Now we are ready to spin up our jupyterhub pod. We can have the route and access to the UI after the pod starts and passes the readiness probe.

oc -n datascience scale dc/jupyter --replicas=1
oc -n datascience get route jupyter -o jsonpath="{.spec.host}"

To remove all the resources that has been created so far, run;

oc -n datascience delete all,configmap,pvc,serviceaccount,rolebinding -l app=jupyter

To update jupyterhub configuration and restart the pod, run;

oc -n datascience edit cm/jupyter-cfg
oc delete pod -l deploymentconfig=jupyter

More JupyterHub Configurations

There are more configuration details in the configmap that need to be mentioned.

Authentication and Authorization

For authentication purposes, I used Active Directory service and configured official ldapauthenticator according to my environment. This configuration also enables us to authorize users in accordance with their membership information in AD.

 c.LDAPAuthenticator_class = 'ldapauthenticator.LDAPAuthenticator'
 c.LDAPAuthenticator.server_address = 'dc.orcunus.io'
 c.LDAPAuthenticator.server_port = 389
 c.LDAPAuthenticator.use_ssl = False
 c.LDAPAuthenticator.user_search_base = 'OU=Users,DC=orcunuso,DC=io'
 c.LDAPAuthenticator.user_attribute = 'sAMAccountName'
 c.LDAPAuthenticator.use_lookup_dn_username = False
 c.LDAPAuthenticator.allowed_groups = ['CN=DataScientists,OU=Groups,DC=orcunuso,DC=io']
 c.LDAPAuthenticator.lookup_dn = True
 c.LDAPAuthenticator.lookup_dn_search_filter = '({login_attr}={login})'
 c.LDAPAuthenticator.lookup_dn_user_dn_attribute = 'CN'
 c.LDAPAuthenticator.lookup_dn_search_user = 'CN=svcpg,OU=Generic Users,DC=orcunuso,DC=io'
 c.LDAPAuthenticator.lookup_dn_search_password = os.environ['AD_PASSWORD']
 c.LDAPAuthenticator.escape_userdn = False
 c.LDAPAuthenticator.valid_username_regex = r'^[a-z0-9A-Z]*$'

Profile Management

The company might have different user profiles that requires different cpu and memory resources for their pods.
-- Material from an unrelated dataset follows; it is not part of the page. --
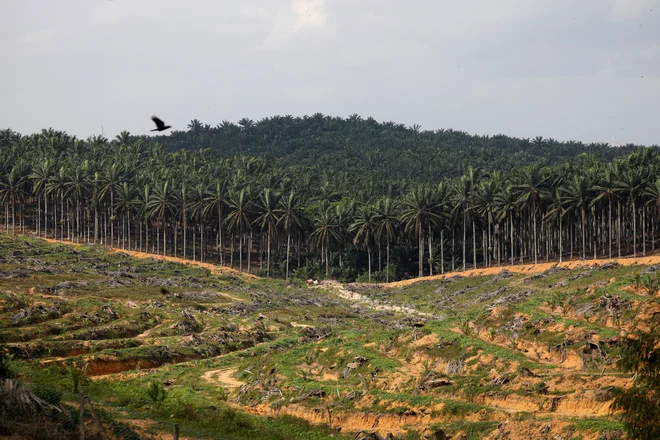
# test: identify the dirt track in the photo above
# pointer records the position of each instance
(529, 268)
(521, 268)
(215, 269)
There is a very easy way of fulfilling this necessity, KubeSpawner.profile_listoption. But what is missing is that how can we control which user can request which profile, so I tried to find a solution by creating a user-profile mapping file where the jupyterhub administrator manually defines the profiles. This is how it works;

  • A plaintext file is added to the configmap that we already mounted (check configmap for details)
  • A callable is defined in our configuration script
  • That callable is assigned as KubeSpawner.pre_spawn_hook

If the user is not defined in that mapping list, he/she will not be able to run the server and receive an exception on the user interface. This incident will also be logged in the stdout of jupyterhub pod.

Please note that, the options form will override any image defined by the NOTEBOOK_IMAGE template parameter.

Persistent Storage for Users

When a notebook instance is created and a user creates their own notebooks or install custom python modules, if the instance is stopped they will lose any work they have done. To prevent users from losing their data and modules, you can configure jupyterhub to request persistent volume and mount it into the notebook pods.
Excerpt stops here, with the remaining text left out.